Jackson: That happens in the mortgage world all the time. We get these guys that say, “We’re in a housing bubble. Housing crash is coming.” These guys have been calling down fire from heaven for the last 40 years, and it never happens!

Kyle: But it will one time and then they’ll be right.

Jackson: And if it does, “Oh, they’ve predicted the future”, and give them a TV show. Absolutely.

Sandi: A lifetime supply of stuffed animals.

Kyle: There you go. [laughs] And useless clichés. So anyway guys, that’s about all I have to say. I’m pretty easy here. Did you guys want to highlight anything else that we’re going to have going on in the Because Money show coming up this season?

Jackson: Oh yes.

Sandi: Yes, this season we’re talking about food. There’s some food coming up that I am very excited about. And Jackson, if you ever have a chance to follow him on Twitter, on Instagram, he has some of the best food pictures I’ve ever seen. He’s got like artful slabs of wood with like sprouts and sauce all over the place. Apparently they eat like that all the time.

Jackson: My downfall right now, is I love shopping for dinnerware on Etsy. Oh, let me tell you. I love buying things that I can display my food on. Yeah, so follow me on Instagram or Twitter.

Sandi: But we are going to talk food. And I’m very excited about that, because I think that’s another one of those “just” kind of “just cook at home.” Which sure, it could be great, but it might not be super awesome.

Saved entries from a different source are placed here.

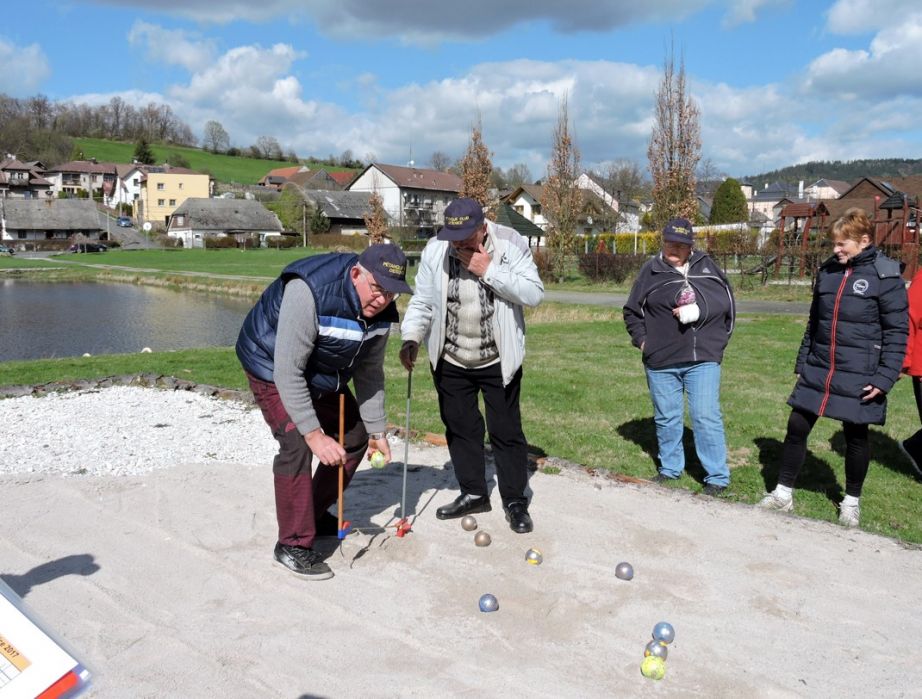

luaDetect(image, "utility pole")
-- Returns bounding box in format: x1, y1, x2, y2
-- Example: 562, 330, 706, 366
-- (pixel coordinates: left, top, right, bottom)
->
302, 203, 307, 247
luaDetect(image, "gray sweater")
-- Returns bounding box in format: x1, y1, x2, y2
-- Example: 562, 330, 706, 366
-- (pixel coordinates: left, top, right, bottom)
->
274, 278, 389, 436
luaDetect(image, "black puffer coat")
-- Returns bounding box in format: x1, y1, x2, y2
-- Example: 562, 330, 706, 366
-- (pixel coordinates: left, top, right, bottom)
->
789, 246, 907, 425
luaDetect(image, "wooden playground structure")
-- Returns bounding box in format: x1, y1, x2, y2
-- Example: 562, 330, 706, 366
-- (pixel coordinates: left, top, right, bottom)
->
774, 193, 920, 279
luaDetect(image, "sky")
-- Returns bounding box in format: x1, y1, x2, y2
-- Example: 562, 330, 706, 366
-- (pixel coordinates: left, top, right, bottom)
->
2, 0, 920, 179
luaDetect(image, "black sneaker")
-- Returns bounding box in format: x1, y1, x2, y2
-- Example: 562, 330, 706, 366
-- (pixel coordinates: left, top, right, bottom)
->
652, 473, 675, 484
315, 511, 340, 537
702, 484, 728, 497
273, 543, 334, 580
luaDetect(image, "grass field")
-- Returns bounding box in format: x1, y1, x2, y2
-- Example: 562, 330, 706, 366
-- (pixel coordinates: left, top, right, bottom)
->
74, 137, 359, 185
2, 303, 921, 544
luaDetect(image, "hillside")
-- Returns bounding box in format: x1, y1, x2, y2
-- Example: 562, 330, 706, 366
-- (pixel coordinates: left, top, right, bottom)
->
73, 137, 359, 185
742, 158, 922, 186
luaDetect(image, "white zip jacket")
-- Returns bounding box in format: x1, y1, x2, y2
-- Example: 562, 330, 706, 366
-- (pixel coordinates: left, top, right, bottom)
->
400, 220, 544, 386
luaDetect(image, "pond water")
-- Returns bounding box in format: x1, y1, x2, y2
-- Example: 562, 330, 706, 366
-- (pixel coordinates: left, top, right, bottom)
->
0, 280, 254, 361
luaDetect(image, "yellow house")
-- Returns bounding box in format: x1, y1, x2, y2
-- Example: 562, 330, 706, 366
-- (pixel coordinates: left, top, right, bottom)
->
138, 167, 211, 227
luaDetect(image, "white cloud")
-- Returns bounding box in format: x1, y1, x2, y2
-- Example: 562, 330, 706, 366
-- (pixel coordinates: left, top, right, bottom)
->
127, 21, 216, 72
0, 38, 50, 95
805, 12, 922, 99
825, 0, 920, 33
722, 0, 789, 28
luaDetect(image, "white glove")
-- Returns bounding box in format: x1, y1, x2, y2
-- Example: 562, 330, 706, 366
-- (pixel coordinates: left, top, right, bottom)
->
677, 303, 700, 324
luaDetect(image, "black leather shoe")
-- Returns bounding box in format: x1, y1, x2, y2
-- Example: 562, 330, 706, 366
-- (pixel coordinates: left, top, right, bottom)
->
436, 493, 491, 519
504, 502, 533, 533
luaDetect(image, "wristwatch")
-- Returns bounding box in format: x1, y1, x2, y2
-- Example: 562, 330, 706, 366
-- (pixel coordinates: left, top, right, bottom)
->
369, 432, 386, 440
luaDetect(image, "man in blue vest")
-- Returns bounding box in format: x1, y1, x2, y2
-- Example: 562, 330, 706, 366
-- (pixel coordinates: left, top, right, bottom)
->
237, 244, 412, 580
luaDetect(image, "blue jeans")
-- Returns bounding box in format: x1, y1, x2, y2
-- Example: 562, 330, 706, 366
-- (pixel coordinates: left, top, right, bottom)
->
645, 361, 730, 486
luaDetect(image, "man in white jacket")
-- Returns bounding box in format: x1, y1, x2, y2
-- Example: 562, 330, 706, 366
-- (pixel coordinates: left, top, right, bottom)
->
399, 197, 544, 533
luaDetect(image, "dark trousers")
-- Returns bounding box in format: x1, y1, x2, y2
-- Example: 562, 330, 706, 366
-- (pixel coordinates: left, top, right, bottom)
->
904, 377, 922, 450
778, 408, 870, 497
247, 374, 368, 548
432, 360, 528, 506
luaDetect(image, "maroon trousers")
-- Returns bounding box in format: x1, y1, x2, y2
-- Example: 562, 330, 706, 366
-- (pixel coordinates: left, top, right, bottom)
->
247, 374, 368, 548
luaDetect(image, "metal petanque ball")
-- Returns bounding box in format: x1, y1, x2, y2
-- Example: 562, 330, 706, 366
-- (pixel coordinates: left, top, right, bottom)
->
652, 621, 675, 645
640, 655, 666, 680
615, 561, 634, 581
474, 531, 492, 547
644, 640, 668, 660
461, 515, 478, 531
525, 548, 543, 565
369, 451, 387, 469
479, 593, 499, 613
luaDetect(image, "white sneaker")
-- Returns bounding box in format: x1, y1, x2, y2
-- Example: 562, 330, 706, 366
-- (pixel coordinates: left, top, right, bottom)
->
838, 501, 860, 528
757, 491, 793, 512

Kyle: Not if I do it. [laughs]

Sandi: [laughs] I mean, I know for sure we’re doing that. We’ve got a lot of other stuff that I’m very excited about, but we might not be able to unwrap yet. It’ll be surprising when it comes.

Jackson: And our goal is here—I believe—that we’ve kind of talked through is, to be a little bit more organized with scheduled dates. We going to do some prerecording. Last year, in Season 1, we really tried to work in some live, and hitting Twitter live, and we found it really worked well for those who wanted to contribute. We basically found that to get the transcripts out afterwards, it wasn’t really good for a regular show for us. So we’re going to do some pre-recorded shows. We’re going to be able to schedule our guests in advance. Maybe do some website stuff and promote a lot more stuff. We’re trying to clean it up for you in viewer land. We’re excited about another season, but I think that’s it. We’re ready to sign off.

Thanks for joining us and we will see you here in two weeks when we’ve got another episode.